In early-2021, the Food and Agriculture Organization (FAO) and World Bank released a truly groundbreaking work. Titled Rich Food, Smart City: How Building Reliable, Inclusive, Competitive, and Healthy Food Systems is Smart Policy for Urban Asia, the report was the first ever systematic attempt to gain understanding of food systems in Asian cities.

It has been called “a powerful call to action for emerging Asia,” and certainly its scope is immense, constructed through countless discussions with city leaders, food practitioners, and policy researchers in 170 Asian cities and 21 countries.

So what can we learn from Rich Food, Smart City?

Urbanization is changing the game

Emerging Asia is currently experiencing unprecedented urbanization, both in scale and pace. Since 2000, the growth of Asia’s urban population has been greater than the entire size of North America’s urban population. More people have joined Asian cities in the past 20 years than exist in North American cities in total.

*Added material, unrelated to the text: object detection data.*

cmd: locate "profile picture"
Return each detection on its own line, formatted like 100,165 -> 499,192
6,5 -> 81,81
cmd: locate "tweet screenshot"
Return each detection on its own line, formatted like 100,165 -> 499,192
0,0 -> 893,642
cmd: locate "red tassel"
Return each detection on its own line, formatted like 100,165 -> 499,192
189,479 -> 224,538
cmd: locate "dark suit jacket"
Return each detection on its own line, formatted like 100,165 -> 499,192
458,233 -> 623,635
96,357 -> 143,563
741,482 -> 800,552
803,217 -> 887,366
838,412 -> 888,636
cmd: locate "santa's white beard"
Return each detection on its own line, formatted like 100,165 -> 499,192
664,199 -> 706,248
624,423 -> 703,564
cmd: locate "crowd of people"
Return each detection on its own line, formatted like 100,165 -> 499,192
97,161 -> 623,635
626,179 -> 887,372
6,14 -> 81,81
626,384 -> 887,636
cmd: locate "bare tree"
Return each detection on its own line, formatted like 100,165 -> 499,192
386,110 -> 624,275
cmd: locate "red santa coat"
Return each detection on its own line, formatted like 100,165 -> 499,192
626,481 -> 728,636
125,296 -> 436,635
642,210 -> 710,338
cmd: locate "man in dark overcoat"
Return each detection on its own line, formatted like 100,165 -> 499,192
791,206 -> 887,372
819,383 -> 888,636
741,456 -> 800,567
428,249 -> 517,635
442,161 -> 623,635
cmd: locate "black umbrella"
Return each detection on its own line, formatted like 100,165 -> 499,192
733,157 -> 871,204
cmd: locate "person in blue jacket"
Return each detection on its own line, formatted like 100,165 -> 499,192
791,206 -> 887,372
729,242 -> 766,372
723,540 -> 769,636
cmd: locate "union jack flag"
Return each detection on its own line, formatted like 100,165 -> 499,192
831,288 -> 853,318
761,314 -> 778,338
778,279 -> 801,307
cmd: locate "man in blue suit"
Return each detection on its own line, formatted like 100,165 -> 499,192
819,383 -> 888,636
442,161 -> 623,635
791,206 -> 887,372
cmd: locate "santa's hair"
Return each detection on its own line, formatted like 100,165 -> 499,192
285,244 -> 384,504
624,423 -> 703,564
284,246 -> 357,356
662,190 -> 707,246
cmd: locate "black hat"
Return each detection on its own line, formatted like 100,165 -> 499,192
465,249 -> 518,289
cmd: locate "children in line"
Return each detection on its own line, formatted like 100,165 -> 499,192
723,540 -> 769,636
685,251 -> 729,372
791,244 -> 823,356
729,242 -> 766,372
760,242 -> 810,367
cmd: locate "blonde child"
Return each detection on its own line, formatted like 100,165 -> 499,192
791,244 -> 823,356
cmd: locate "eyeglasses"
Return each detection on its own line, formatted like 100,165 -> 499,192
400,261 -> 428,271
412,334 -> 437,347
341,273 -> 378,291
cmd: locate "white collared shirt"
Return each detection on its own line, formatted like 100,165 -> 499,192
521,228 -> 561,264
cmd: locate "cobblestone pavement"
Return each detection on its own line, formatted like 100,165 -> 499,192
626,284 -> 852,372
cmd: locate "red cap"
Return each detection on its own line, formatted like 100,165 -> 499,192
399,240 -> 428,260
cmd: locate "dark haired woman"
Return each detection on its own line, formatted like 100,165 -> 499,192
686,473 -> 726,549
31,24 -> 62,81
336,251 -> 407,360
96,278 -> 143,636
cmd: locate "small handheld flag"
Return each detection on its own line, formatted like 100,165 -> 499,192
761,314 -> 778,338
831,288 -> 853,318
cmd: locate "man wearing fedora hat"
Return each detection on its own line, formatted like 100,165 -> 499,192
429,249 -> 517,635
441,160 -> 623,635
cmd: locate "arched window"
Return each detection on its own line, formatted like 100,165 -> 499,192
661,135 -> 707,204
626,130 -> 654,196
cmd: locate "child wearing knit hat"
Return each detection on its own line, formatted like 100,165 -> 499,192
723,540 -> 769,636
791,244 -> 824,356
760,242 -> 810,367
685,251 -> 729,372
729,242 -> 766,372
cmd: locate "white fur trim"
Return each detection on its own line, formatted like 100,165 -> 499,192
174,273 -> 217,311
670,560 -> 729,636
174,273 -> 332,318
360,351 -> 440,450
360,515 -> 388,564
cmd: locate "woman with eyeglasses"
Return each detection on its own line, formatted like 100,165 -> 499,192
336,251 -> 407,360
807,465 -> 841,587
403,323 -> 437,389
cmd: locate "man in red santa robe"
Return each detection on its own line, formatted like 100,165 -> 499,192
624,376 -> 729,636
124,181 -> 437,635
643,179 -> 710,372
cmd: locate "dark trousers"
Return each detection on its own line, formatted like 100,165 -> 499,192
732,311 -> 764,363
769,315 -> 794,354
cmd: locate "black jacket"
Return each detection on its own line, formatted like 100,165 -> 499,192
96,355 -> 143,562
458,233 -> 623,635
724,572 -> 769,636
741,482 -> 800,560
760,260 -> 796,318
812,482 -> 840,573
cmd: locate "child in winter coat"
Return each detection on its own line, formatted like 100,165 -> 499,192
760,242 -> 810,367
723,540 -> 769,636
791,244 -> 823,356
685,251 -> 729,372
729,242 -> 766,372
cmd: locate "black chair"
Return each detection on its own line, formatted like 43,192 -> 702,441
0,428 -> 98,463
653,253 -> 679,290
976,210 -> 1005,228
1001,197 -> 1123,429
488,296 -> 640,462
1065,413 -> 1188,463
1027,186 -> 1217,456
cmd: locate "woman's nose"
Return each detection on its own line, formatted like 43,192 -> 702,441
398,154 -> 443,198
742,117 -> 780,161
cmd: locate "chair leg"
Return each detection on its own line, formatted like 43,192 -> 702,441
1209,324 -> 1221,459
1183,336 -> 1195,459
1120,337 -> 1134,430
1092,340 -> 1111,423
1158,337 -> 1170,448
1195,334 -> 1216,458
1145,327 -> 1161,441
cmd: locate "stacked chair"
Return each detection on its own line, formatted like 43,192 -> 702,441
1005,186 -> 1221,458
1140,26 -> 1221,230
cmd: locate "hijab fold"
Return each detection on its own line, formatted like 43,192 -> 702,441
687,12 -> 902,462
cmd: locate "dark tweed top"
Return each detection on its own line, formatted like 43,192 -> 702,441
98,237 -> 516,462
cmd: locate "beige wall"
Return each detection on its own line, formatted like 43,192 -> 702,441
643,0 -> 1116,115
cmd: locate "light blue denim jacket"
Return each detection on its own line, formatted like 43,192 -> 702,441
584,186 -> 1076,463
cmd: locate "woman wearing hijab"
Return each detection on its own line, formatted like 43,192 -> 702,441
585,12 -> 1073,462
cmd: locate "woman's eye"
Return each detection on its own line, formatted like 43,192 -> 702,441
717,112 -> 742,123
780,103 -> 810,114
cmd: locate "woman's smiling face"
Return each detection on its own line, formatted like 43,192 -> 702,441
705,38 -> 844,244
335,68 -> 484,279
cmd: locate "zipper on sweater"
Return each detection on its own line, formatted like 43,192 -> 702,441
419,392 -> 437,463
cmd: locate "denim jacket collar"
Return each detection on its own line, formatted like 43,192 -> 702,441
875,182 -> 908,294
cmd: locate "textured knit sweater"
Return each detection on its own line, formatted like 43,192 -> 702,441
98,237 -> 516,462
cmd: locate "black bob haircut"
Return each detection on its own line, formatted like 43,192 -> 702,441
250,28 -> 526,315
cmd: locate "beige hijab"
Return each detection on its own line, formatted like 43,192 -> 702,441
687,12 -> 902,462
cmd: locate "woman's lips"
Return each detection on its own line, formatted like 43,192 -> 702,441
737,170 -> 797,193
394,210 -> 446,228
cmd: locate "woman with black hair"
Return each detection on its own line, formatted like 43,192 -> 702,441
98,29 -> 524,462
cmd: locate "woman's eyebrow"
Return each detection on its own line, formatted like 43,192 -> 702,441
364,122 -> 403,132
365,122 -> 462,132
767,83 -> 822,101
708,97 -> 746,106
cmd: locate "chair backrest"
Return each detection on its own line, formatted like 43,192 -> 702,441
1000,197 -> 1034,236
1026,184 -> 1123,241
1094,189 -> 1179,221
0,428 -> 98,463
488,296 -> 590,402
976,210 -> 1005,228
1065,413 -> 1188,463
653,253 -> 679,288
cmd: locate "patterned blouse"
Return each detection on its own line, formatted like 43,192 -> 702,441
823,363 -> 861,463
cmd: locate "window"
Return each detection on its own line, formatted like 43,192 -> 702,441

This has shifted traditionally rural food risks and challenges to cities. Today, a higher proportion of urban residents in Asia are food insecure than rural residents. In fact, nearly 25% of urban residents in Asia are food insecure.

A government policy blind spot

Rich Food, Smart City notes a culprit for rising food insecurity in Asia’s urban population, calling food and nutrition a “longstanding policy and government blind spot.” Generally, urban food systems have been addressed in a piecemeal and reactive manner, between uncoordinated and occasionally conflicting actors, resulting in inappropriate or ineffective policies, and often no policies at all.

Tellingly, only 8% of the 170 cities studied in Rich Food, Smart City were deemed to be “food-smart,” while three-out-of-four were at only the earliest stages of developing food systems policies.

An Opportunity

It’s not all bad news. Rich Food, Smart City promotes the “tremendous business opportunity” that exists in Asia’s growing middle-class. Consider, 90% of the next billion entrants to the middle-class worldwide will be in Asia. These people will want more high-quality, diverse food, and it is up to the food entrepreneurs of the future to provide it in a sustainable way.

What to do now

Rich Food, Smart City offers numerous policies and programs which governments, city planners, organizations, and industries can learn from. Two suggestions stand out:

First, the need for more robust collection and utilization of food systems data. It is this data which underlies all efforts at progress.

And second, collaboration between stakeholders, which stands as fundamental to constructing effective, inclusive solutions.

Get RICH

In the words of the report, “well-functioning food systems are a critical part of the economy, identity, and human and environmental health of Asian cities.” Accordingly, Asian cities “need to get smart to get RICH,” that is, Reliable, Inclusive, Competitive, and Healthy.

Yet, where Asia has a reputation for innovation in many fields, here, cities are falling behind. To succeed, the report concludes, well-functioning food systems should become a “defining aspiration” of Asian cities.